NBAは2023年から施行された新労使協定により、MVPやオールNBAチームといった個人アウォードの受賞資格を“出場65試合以上”に定めた。
レギュラーシーズン82試合のうち、18試合を欠場した時点で受賞の対象外となるため、近年は選手はもちろん、メディアやファンもこのボーダーラインを念頭に置きながらタイトルレースに注視している。
そんななか、現地のバスケットボール専門メディア『Basketball Forever』は、選手のプレータイムに着目。
2月のオールスター時点で18試合を欠場し、すでに今季の受賞資格を失っているレブロン・ジェームズ(ロサンゼルス・レイカーズ)が、MVP有力候補のヴィクター・ウェンバンヤマ(サンアントニオ・スパーズ)よりも多くの出場時間を記録していると紹介し、問題提起したのだ。
現地3月30日の試合終了時点で、レブロンは75試合中54試合に出場。21試合を欠場している一方で、プレータイムは1813分、1試合平均はリーグ23位の33.6分を記録している。

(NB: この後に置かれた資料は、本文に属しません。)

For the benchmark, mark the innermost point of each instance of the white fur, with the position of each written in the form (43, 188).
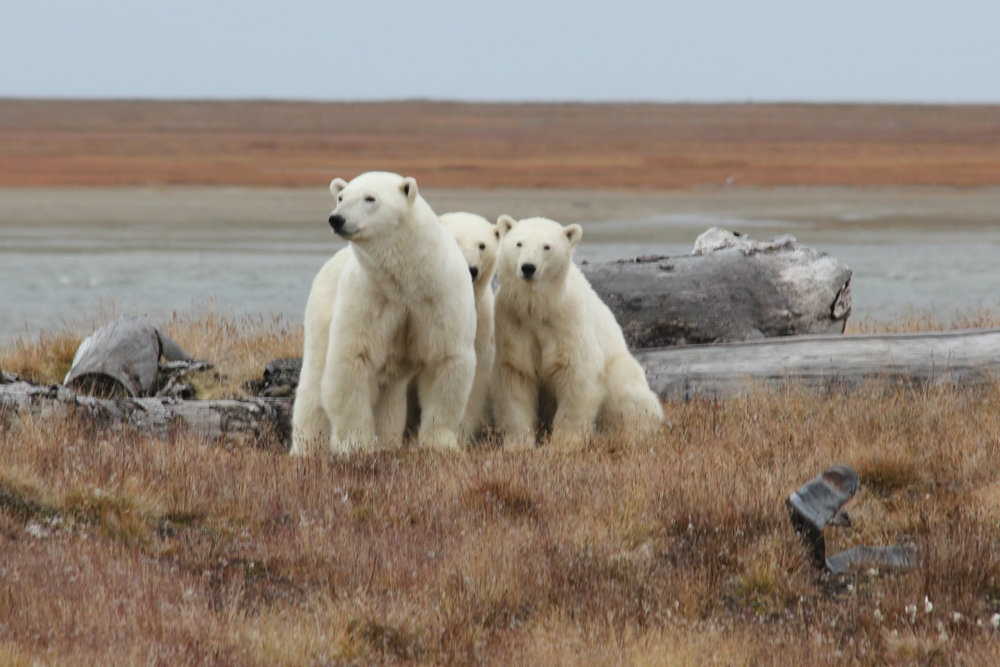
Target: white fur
(558, 344)
(392, 307)
(478, 238)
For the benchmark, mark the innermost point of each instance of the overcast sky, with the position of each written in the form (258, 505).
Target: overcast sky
(514, 50)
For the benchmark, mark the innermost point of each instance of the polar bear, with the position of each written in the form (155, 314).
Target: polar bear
(478, 239)
(560, 352)
(392, 307)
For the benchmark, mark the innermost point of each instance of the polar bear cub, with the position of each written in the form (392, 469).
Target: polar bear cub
(478, 239)
(559, 346)
(393, 307)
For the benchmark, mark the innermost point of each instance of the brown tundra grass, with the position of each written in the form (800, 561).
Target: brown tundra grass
(675, 549)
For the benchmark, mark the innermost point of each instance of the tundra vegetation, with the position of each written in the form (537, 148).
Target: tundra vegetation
(675, 548)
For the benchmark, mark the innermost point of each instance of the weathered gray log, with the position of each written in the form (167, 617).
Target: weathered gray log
(262, 422)
(724, 370)
(818, 503)
(730, 288)
(122, 359)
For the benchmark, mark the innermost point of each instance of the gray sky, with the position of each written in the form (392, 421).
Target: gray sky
(629, 50)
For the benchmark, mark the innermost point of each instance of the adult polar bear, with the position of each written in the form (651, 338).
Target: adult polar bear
(558, 345)
(396, 305)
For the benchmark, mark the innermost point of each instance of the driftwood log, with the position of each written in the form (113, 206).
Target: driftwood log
(721, 371)
(259, 421)
(122, 358)
(730, 288)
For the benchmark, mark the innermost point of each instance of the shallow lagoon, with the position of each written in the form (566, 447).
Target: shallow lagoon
(83, 255)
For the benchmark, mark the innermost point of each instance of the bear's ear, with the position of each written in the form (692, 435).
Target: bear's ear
(505, 223)
(336, 185)
(409, 188)
(574, 233)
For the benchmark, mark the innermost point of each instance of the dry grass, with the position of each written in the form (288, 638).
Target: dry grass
(674, 549)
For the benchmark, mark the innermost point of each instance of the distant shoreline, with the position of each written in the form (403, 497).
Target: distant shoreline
(206, 205)
(606, 146)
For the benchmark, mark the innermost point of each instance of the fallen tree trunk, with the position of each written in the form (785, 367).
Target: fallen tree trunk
(259, 422)
(730, 288)
(721, 371)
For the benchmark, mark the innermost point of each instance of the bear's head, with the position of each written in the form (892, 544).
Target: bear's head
(536, 250)
(372, 205)
(478, 238)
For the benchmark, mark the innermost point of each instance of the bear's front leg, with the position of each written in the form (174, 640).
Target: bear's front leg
(391, 411)
(443, 392)
(515, 406)
(348, 392)
(578, 402)
(310, 425)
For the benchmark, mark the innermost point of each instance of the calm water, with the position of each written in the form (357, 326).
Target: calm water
(54, 272)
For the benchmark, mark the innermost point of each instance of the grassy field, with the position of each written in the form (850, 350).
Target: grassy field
(674, 549)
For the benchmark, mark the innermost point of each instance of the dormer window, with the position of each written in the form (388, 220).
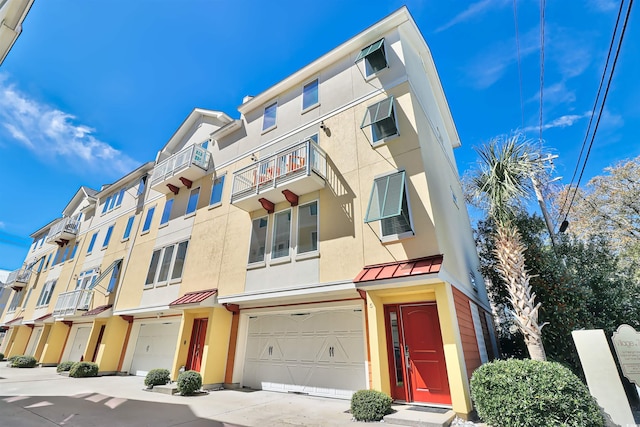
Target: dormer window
(374, 58)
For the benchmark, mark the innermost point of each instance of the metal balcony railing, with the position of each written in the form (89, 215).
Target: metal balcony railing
(296, 161)
(194, 155)
(69, 303)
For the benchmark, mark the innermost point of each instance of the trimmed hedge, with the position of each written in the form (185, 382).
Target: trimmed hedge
(65, 366)
(84, 369)
(189, 382)
(530, 393)
(23, 362)
(157, 377)
(370, 405)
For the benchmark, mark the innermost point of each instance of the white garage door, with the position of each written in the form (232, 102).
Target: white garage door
(79, 343)
(155, 347)
(319, 353)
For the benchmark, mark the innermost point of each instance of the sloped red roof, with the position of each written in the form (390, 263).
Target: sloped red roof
(98, 310)
(394, 270)
(194, 297)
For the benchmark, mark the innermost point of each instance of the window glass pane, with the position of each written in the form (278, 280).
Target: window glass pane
(166, 213)
(107, 237)
(258, 240)
(92, 242)
(216, 191)
(147, 220)
(269, 119)
(127, 230)
(152, 267)
(193, 201)
(281, 234)
(308, 228)
(310, 95)
(166, 262)
(178, 265)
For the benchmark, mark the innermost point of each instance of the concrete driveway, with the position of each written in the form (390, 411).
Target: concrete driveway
(41, 397)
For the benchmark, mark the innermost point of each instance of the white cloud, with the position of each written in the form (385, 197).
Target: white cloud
(49, 132)
(473, 10)
(561, 122)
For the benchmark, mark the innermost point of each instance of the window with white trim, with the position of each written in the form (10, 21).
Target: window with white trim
(167, 264)
(269, 119)
(389, 204)
(374, 58)
(380, 120)
(47, 291)
(258, 242)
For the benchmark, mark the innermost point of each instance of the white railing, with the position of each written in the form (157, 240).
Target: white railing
(193, 155)
(64, 226)
(297, 160)
(70, 302)
(21, 275)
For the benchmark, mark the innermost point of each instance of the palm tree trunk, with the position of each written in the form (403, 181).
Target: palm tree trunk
(511, 266)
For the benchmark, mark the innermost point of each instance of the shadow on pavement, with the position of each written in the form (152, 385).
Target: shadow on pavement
(92, 409)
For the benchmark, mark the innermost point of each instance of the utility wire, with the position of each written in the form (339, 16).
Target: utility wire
(604, 99)
(515, 20)
(593, 111)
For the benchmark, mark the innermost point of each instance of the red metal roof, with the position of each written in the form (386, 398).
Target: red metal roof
(98, 310)
(394, 270)
(194, 297)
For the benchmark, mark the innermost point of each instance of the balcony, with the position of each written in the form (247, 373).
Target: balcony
(296, 170)
(63, 231)
(70, 303)
(181, 169)
(18, 279)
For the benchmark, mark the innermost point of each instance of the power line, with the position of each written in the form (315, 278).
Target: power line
(604, 100)
(593, 110)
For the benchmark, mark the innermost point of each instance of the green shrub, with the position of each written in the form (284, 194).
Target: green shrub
(83, 369)
(65, 366)
(189, 382)
(529, 393)
(157, 377)
(370, 405)
(23, 362)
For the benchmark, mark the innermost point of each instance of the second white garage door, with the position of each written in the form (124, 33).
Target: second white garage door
(155, 347)
(319, 353)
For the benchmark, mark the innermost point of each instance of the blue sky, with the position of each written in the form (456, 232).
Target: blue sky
(92, 89)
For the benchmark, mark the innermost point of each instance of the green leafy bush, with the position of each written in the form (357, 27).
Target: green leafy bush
(65, 366)
(23, 362)
(529, 393)
(157, 377)
(370, 405)
(189, 382)
(83, 369)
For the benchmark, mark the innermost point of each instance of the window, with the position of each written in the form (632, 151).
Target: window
(281, 234)
(216, 191)
(310, 95)
(45, 294)
(192, 204)
(269, 120)
(374, 58)
(92, 242)
(107, 237)
(258, 240)
(166, 213)
(148, 219)
(388, 203)
(381, 118)
(308, 228)
(169, 259)
(127, 229)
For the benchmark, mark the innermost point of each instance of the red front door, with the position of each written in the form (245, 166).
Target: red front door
(418, 370)
(198, 335)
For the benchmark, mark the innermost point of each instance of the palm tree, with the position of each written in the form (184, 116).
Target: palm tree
(500, 183)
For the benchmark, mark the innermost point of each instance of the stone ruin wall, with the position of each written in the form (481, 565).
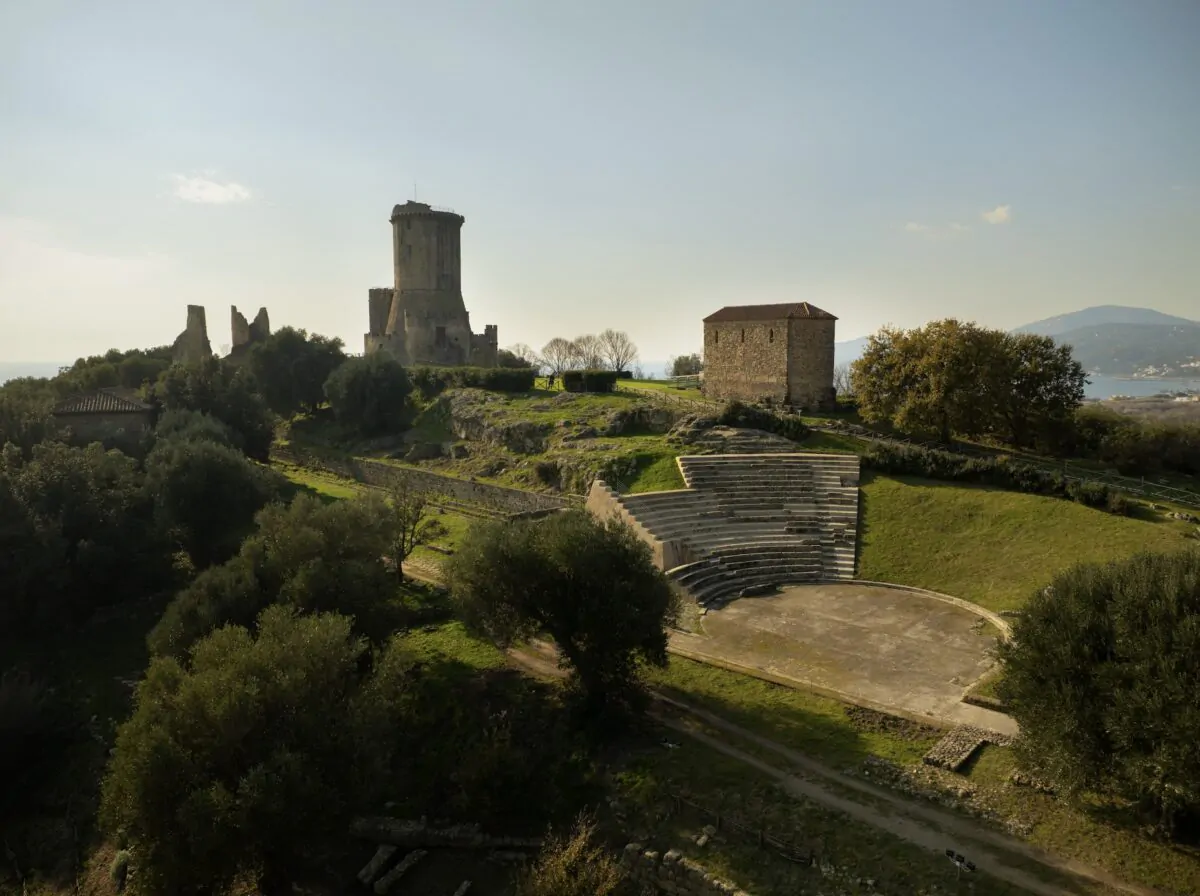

対するウェンバンヤマは75試合中60試合の出場で、プレータイムは1755分。残り7試合中5試合に出場すればタイトルの受賞資格を得る反面、総出場時間はレブロンより約60分少なく、平均29.3分はリーグ71位に過ぎない。
もちろんこれはスパーズのタイムマネジメントの賜物で、ウェンバンヤマが批判される謂われはない。同メディアは、単純に試合数で区切り、対象者を絞る現行制度に疑問を投げかけているのだろう。
最近では肺気胸の発覚により、今季の受賞対象から外れる可能性が濃厚となったケイド・カニングハム(デトロイト・ピストンズ/出場61試合)のケースを受け、選手会が「65試合ルールの明白な欠陥」とし、例外条項を設けるなどの改正を訴えた。
近年横行していたロード・マネジメントへの抑制策として、一定の効果を見せている一方で、新たなルール改正が必要なのも事実かもしれない。